Strikeforce : Depuis que ma route a croisé celle des synthétiseurs modulaires j’ai beaucoup de mal à revenir en arrière, mais je ne m’interdis rien, et je n’hésite pas à compléter mon setup avec ce qui est nécessaire, clavier maître, contrôleurs, boîte à rythme supplémentaire…
Clark Cable – De quelle façon répartissez-vous les différentes voix sur votre système Eurorack ?
Indecent Gesture : J’utilise un module sampleur qui gère quasiment toutes les pistes de drums (Assimil8or), deux autres sampleurs pour rajouter des sons, des bruits ou des voix (Bitbox et STS), trois oscillateurs pour la partie synthé (Braids, Pico Voice et Manis Iteritas). Le tout rentre dans une table de mixage au format modulaire (Performance Mixer) dans laquelle j’ai deux voies pour les envois et retours d’effets. J’utilise aussi deux séquenceurs, un Metron pour les rythmiques (Gate) et un Toolbox pour les synthés (CV/Gate).
Cléry : Pour le système avec Vernacular ou le spectacle de danse contemporaine (180#2, Compagnie les Sept Marches), j’utilise pour la partie synthèse une voix complète par module, deux voix numériques et un oscillateur analogique qui me sert principalement pour de la modulation, je l’utilise avec d’autres signaux dans différents utilitaires pour les router et les mixer afin de les redistribuer dans le reste du système ! Toutes les voix sont envoyées dans un module de mixage stéréo pour être traitées en effets puis re-samplées par le Morphagene. D’après moi la manière de séquencer rentre en compte pour cette répartition afin d’amener une certaine unité dans la relation entre les différentes voix.
Strikeforce : En ce moment j’essaye d’assembler un système qui me permette de proposer une prestation hybride entre un set de DJ et une improvisation live, avec des sampleurs pour la partie DJ, que je blinde de séquences et de morceaux réalisés dans mon studio, et une section rythmique et mélodique que je séquence et manipule en direct. J’ai prévu des phases en amont, mais je déroule mon set comme un DJ en essayant d’être attentif à la foule : si ça prend je fais durer, si les gens regardent leur montre je passe à autre chose. Mon but est de constamment garder l’attention des gens.
Clark Cable – Comment procédez-vous pour tenir toute une prestation avec le même système ?
Indecent Gesture : Je ne fais pas un style avec énormément de mélodies, du coup c’est plus facile, j’ai des séquences rythmiques et plus ou moins mélodiques prêtes, après j’improvise à partir de ça en mélangeant différentes séquences entre elles ou en les modifiant en direct. Le séquenceur rythmique Metron est génial pour cela, car il permet de modifier des séquences très facilement et de faire des breaks.

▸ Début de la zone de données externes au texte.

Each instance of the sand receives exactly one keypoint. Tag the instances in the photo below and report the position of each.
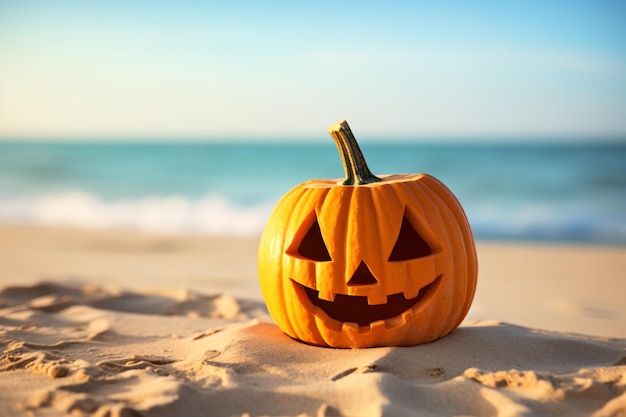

Cléry : Pour ma part cela se résume à essayer de trouver des chaînes audio entre sources et traitement qui me donnent une grande palette de sons sans que ce soient des processus trop complexes en théorie et en patch. J’utilise trois séquenceurs parfois quatre, avec des utilitaires qui me permettent de jongler entre eux ou de les mettre en relation. Je garde toujours une place pour la partie contrôle afin d’amener du mouvement et de l’évolution, avoir des accès directs de jeu me paraît indispensable en live.

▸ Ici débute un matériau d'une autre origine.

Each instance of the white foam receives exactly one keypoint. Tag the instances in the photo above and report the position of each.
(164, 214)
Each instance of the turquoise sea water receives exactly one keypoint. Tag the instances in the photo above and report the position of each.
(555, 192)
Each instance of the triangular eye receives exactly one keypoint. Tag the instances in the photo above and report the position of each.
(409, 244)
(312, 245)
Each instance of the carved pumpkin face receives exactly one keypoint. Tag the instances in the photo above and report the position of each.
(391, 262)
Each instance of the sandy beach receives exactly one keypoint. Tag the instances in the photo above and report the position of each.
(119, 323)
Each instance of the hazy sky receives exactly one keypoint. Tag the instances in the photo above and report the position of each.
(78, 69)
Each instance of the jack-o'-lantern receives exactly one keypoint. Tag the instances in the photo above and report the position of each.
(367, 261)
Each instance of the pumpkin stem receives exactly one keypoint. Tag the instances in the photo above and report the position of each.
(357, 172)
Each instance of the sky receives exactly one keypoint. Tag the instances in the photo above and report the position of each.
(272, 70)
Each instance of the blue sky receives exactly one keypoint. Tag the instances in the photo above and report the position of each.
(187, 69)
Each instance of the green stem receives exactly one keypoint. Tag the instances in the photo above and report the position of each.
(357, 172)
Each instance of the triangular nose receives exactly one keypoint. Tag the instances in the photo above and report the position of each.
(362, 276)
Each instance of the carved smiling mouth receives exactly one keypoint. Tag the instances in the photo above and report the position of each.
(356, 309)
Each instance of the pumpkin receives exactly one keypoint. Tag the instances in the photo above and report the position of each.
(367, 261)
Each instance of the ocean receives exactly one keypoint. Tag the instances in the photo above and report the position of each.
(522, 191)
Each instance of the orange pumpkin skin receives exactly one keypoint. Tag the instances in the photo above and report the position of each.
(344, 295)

Strikeforce : Tout dépend du temps et du style musical que tu dois jouer. Avec un setup 100% modulaire composé d’un 9U rempli de modules, j’estime pouvoir tenir entre 30 à 45 minutes (en fonction du style) avant que ça devienne trop répétitif. Je déteste les sets trop longs, je préfère qu’ils soient courts mais efficaces. Jouer et être spectateur sont deux choses très différentes, j’essaye de ne jamais perdre ça de vue. Concrètement je manipule plusieurs sections thématiques, une percussive, une pour la basse, une pour un lead, une pour les FX et une pour les échantillons, et je fais ma cuisine comme je le ferais pour un set de DJ, mais avec une profondeur supplémentaire.

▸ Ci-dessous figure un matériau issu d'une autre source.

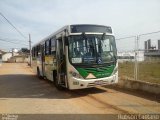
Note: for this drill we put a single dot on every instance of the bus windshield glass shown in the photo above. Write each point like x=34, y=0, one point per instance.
x=92, y=49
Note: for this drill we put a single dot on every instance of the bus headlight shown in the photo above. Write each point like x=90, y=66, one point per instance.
x=76, y=75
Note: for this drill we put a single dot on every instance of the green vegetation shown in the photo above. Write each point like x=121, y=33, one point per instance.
x=147, y=71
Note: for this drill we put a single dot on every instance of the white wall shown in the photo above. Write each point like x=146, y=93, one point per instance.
x=6, y=57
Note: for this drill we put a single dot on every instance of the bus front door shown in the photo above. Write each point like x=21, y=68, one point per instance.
x=60, y=81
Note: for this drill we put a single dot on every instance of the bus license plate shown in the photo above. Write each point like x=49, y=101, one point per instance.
x=98, y=82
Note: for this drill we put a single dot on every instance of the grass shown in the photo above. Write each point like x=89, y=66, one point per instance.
x=147, y=71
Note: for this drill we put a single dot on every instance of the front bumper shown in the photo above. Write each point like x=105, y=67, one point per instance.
x=77, y=83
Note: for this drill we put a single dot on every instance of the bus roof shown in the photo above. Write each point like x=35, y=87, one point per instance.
x=80, y=28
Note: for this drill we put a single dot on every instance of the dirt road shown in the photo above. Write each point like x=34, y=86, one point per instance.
x=21, y=92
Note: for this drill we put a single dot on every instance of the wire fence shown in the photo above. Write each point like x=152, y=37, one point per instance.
x=139, y=57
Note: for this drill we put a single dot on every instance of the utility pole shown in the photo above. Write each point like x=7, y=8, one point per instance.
x=30, y=52
x=136, y=57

Clark Cable – Avez-vous un petit conseil pour ceux qui préparent un live avec de l’Eurorack ?
Indecent Gesture : La grande flexibilité du modulaire fait que l’on peut aussi se perdre un peu au début. J’ai vraiment monté mon système dans l’optique live et j’ai mis un peu de temps à trouver un setup qui me convienne et surtout qui me permette d’improviser, car je n’aime pas du tout les live trop préparés. Au début j’avais une MPC Live en plus mais finalement je trouvais ça plus rigolo de tout faire dans le modulaire. Je crois qu’il faut prendre le temps de bien choisir ses modules, il y a pleins de vidéos YouTube pour se faire un avis avant d’acheter, ce qui est cool. On peut vraiment faire des choses très différentes avec l’Eurorack et surtout ça n’est pas si compliqué que ça en a l’air.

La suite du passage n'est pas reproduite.